CM Dhami backs PM Viksit Bharat Rozgar Yojana for Uttarakhand jobs
Synopsis
Key Takeaways
The Chief Minister's Office of Uttarakhand announced on Sunday, 21 June 2026 that Chief Minister Pushkar Singh Dhami has backed the PM Viksit Bharat Rozgar Yojana, describing it as a scheme that will bring a 'rain of employment' (rozgar ki barsat) to the state's youth.
Context
In a post shared by the official Chief Minister's Office account, CM Dhami said the scheme would generate large-scale employment across Uttarakhand. The Hindi phrase used — 'rozgar ki barsat hogi' (there will be a rain of employment) — signals the government's intent to frame the initiative as a transformative moment for the state's working-age population. The announcement comes amid longstanding concerns about youth outmigration from Uttarakhand, a hill state where limited local employment has historically pushed young people to seek work in the plains.
Policy Backdrop
The scheme sits within the broader Viksit Bharat vision articulated by Prime Minister Narendra Modi, which aims to position India as a developed nation by 2047. Since 2023, the Union government has used the Viksit Bharat framework to consolidate multiple welfare and economic initiatives under a single long-term narrative, giving state governments a shared vocabulary to communicate central programmes to local audiences. Uttarakhand has consistently aligned its messaging with flagship central schemes — a pattern visible in how the state administration publicised earlier programmes such as Make in India, launched in September 2014, and the Skill India Mission, announced in 2015.
Employment generation has been a recurrent priority in Uttarakhand's policy communication. The state government has repeatedly highlighted central employment-linked schemes to demonstrate local delivery of national programmes, particularly to an electorate sensitive to the issue of educated youth leaving hill districts for urban centres.
Stakeholders and Impact
The primary beneficiaries identified in the government's framing are unemployed youth across Uttarakhand. If the scheme delivers at scale, it could ease pressure on the state's rural and semi-urban districts, where outmigration has depopulated entire villages and strained local economies. The state administration — including district-level employment offices and skill development agencies — would be the principal implementation machinery.

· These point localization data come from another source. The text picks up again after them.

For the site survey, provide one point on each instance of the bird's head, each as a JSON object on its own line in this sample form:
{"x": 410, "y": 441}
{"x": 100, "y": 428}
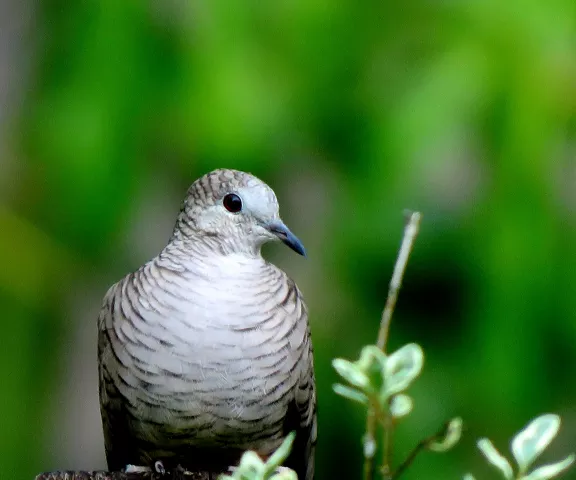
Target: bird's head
{"x": 234, "y": 211}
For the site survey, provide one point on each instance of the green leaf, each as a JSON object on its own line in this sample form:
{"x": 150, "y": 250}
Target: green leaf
{"x": 401, "y": 405}
{"x": 372, "y": 358}
{"x": 350, "y": 393}
{"x": 534, "y": 439}
{"x": 495, "y": 458}
{"x": 451, "y": 437}
{"x": 402, "y": 367}
{"x": 550, "y": 471}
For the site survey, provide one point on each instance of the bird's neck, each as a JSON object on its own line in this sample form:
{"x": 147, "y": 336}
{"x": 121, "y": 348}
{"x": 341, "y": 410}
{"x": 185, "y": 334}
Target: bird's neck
{"x": 192, "y": 252}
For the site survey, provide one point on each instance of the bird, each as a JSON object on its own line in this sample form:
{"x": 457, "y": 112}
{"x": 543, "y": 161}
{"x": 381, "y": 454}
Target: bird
{"x": 205, "y": 351}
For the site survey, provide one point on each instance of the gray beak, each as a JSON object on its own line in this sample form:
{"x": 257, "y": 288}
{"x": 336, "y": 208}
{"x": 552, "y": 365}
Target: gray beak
{"x": 284, "y": 234}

Broader stakeholders include small and medium enterprises that could benefit from an incentivised or subsidised workforce, as well as training institutions that may be roped in to prepare candidates for scheme-linked placements. The scheme's ability to reach remote hill districts will be a key test of its reach.
What's Next
Detailed implementation guidelines, Uttarakhand's specific targets, and the state's allocated share under the scheme are expected to emerge through forthcoming state budget communications or official government orders. Observers will watch whether the scheme's rollout in Uttarakhand is accompanied by measurable benchmarks — such as the number of beneficiaries, sectors covered, and district-wise targets — that can be tracked against outcomes. The government's ability to translate this high-profile endorsement into on-ground employment opportunities will ultimately determine whether the 'rain of employment' promise resonates with Uttarakhand's youth.